NoHostAvailableException (no host was tried)

246 views
Skip to first unread message

CalmAmity

unread,
Jul 2, 2018, 10:25:18 AM7/2/18
to DataStax Spark Connector for Apache Cassandra
Hi everyone!

I posted the question below to StackOverflow:

https://stackoverflow.com/questions/51045624/nohostavailableexception-no-host-was-tried-using-spark-cassandra-connector

I haven't gotten any replies so I thought I'd try my luck here. Below is a copy of the question on StackOverflow.

====================

I am having a problem with the DataStax Spark Connector for Cassandra.

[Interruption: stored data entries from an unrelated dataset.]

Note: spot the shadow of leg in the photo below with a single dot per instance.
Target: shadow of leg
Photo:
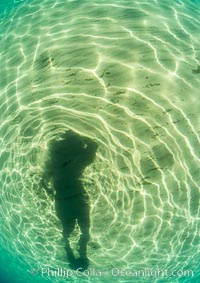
(83, 261)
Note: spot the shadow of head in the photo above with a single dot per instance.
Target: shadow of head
(71, 154)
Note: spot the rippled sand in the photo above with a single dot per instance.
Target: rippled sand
(126, 74)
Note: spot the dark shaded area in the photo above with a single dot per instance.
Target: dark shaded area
(68, 157)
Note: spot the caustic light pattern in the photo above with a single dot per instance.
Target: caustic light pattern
(125, 74)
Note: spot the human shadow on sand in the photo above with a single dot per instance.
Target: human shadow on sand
(68, 157)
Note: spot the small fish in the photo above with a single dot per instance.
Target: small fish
(197, 71)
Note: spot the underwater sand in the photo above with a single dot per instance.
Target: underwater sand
(126, 74)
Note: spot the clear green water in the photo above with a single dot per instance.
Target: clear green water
(125, 73)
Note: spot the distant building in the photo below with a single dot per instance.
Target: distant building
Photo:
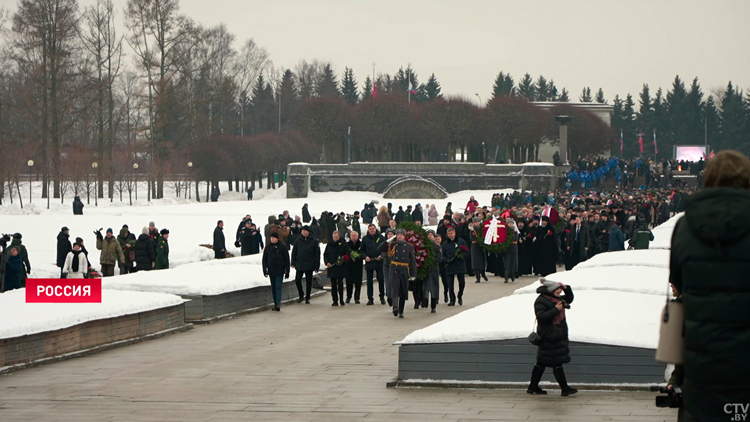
(603, 111)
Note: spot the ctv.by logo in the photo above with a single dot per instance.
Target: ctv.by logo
(738, 411)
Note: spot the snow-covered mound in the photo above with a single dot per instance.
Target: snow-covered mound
(198, 279)
(644, 258)
(602, 317)
(630, 279)
(190, 223)
(18, 318)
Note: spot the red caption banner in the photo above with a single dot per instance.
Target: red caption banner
(64, 290)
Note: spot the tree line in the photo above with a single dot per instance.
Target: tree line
(169, 91)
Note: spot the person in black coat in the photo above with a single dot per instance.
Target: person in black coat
(373, 263)
(577, 243)
(145, 252)
(250, 240)
(305, 260)
(219, 246)
(77, 206)
(354, 268)
(305, 214)
(13, 270)
(454, 251)
(709, 267)
(63, 248)
(276, 266)
(546, 249)
(552, 328)
(334, 260)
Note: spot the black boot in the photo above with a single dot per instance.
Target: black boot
(536, 376)
(560, 377)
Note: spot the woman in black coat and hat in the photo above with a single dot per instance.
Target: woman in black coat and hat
(552, 328)
(545, 245)
(333, 256)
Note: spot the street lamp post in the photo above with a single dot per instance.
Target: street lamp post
(135, 169)
(30, 163)
(94, 166)
(190, 166)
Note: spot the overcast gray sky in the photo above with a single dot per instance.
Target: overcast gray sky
(616, 45)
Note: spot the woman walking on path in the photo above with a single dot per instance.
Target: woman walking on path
(552, 328)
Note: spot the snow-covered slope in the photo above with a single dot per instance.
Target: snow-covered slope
(18, 318)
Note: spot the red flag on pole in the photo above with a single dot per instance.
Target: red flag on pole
(640, 142)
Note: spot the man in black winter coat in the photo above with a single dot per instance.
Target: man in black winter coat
(63, 248)
(709, 266)
(220, 246)
(77, 206)
(276, 266)
(305, 260)
(373, 263)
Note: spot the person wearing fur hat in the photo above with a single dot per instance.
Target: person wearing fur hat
(17, 243)
(305, 260)
(76, 263)
(510, 256)
(145, 252)
(478, 255)
(13, 269)
(546, 248)
(552, 328)
(111, 253)
(333, 256)
(403, 268)
(275, 266)
(162, 251)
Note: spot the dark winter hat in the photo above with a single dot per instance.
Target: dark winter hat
(549, 284)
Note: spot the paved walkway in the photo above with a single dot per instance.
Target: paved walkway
(306, 363)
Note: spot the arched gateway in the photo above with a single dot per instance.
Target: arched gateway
(414, 187)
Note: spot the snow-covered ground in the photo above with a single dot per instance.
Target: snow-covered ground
(603, 317)
(646, 257)
(18, 318)
(190, 223)
(195, 279)
(631, 279)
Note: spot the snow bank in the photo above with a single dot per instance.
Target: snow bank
(18, 318)
(630, 279)
(198, 279)
(644, 258)
(603, 317)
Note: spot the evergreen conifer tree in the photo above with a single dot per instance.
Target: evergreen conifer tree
(349, 87)
(328, 86)
(367, 89)
(585, 95)
(600, 97)
(526, 88)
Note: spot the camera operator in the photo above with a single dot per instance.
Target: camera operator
(552, 328)
(709, 263)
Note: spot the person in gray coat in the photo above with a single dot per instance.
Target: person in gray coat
(431, 286)
(478, 255)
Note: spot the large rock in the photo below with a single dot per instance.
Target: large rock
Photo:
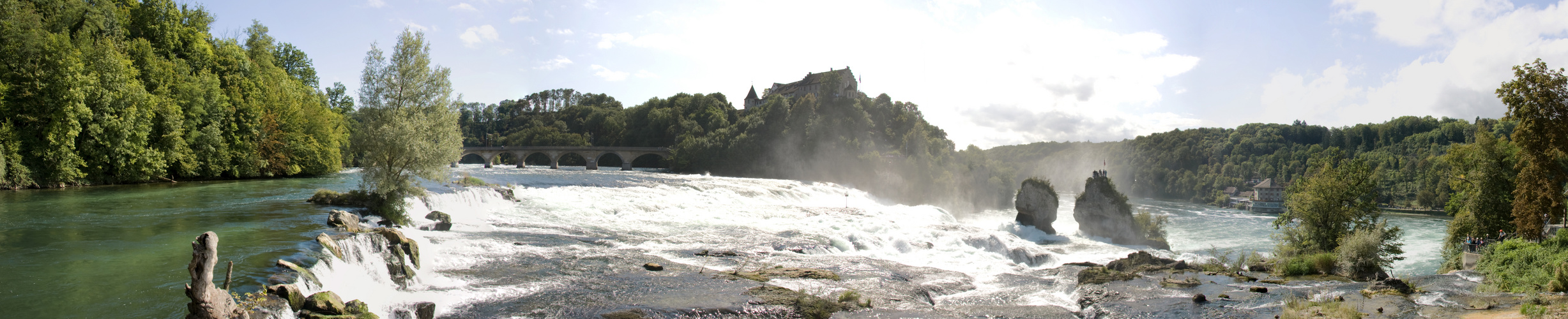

My application contains a Spark operation that performs a number of single-record queries on the Cassandra database; a number of these queries will succeed, but at some point one of the queries will fail with a `NoHostAvailableException` with the message `All host(s) tried for query failed (no host was tried)`.

Stack trace
-----------

2018-06-26 12:32:09 ERROR Executor:91 - Exception in task 0.3 in stage 0.0 (TID 6)
com.datastax.driver.core.exceptions.NoHostAvailableException: All host(s) tried for query failed (no host was tried)
at com.datastax.driver.core.exceptions.NoHostAvailableException.copy(NoHostAvailableException.java:84)
at com.datastax.driver.core.exceptions.NoHostAvailableException.copy(NoHostAvailableException.java:37)
at com.datastax.driver.core.DriverThrowables.propagateCause(DriverThrowables.java:37)
at com.datastax.driver.core.DefaultResultSetFuture.getUninterruptibly(DefaultResultSetFuture.java:245)
at com.datastax.driver.core.AbstractSession.execute(AbstractSession.java:68)
at sun.reflect.GeneratedMethodAccessor10.invoke(Unknown Source)
at sun.reflect.DelegatingMethodAccessorImpl.invoke(DelegatingMethodAccessorImpl.java:43)
at java.lang.reflect.Method.invoke(Method.java:498)
at com.datastax.spark.connector.cql.SessionProxy.invoke(SessionProxy.scala:40)
at com.sun.proxy.$Proxy15.execute(Unknown Source)
at sun.reflect.GeneratedMethodAccessor10.invoke(Unknown Source)
at sun.reflect.DelegatingMethodAccessorImpl.invoke(DelegatingMethodAccessorImpl.java:43)
at java.lang.reflect.Method.invoke(Method.java:498)
at com.datastax.spark.connector.cql.SessionProxy.invoke(SessionProxy.scala:40)
at com.sun.proxy.$Proxy16.execute(Unknown Source)
at [line that contains the session.execute() call]
[...]
Caused by: com.datastax.driver.core.exceptions.NoHostAvailableException: All host(s) tried for query failed (no host was tried)
at com.datastax.driver.core.RequestHandler.reportNoMoreHosts(RequestHandler.java:211)
at com.datastax.driver.core.RequestHandler.access$1000(RequestHandler.java:46)
at com.datastax.driver.core.RequestHandler$SpeculativeExecution.findNextHostAndQuery(RequestHandler.java:275)
at com.datastax.driver.core.RequestHandler.startNewExecution(RequestHandler.java:115)
at com.datastax.driver.core.RequestHandler.sendRequest(RequestHandler.java:95)
at com.datastax.driver.core.SessionManager.executeAsync(SessionManager.java:132)
... 32 more

In an attempt to analyse this problem I have succeeded in reproducing it in a simple environment:

- A single machine running Cassandra, the Spark master, and the spark worker
- A simple table containing only 100 records (10 partitions with 10 records each)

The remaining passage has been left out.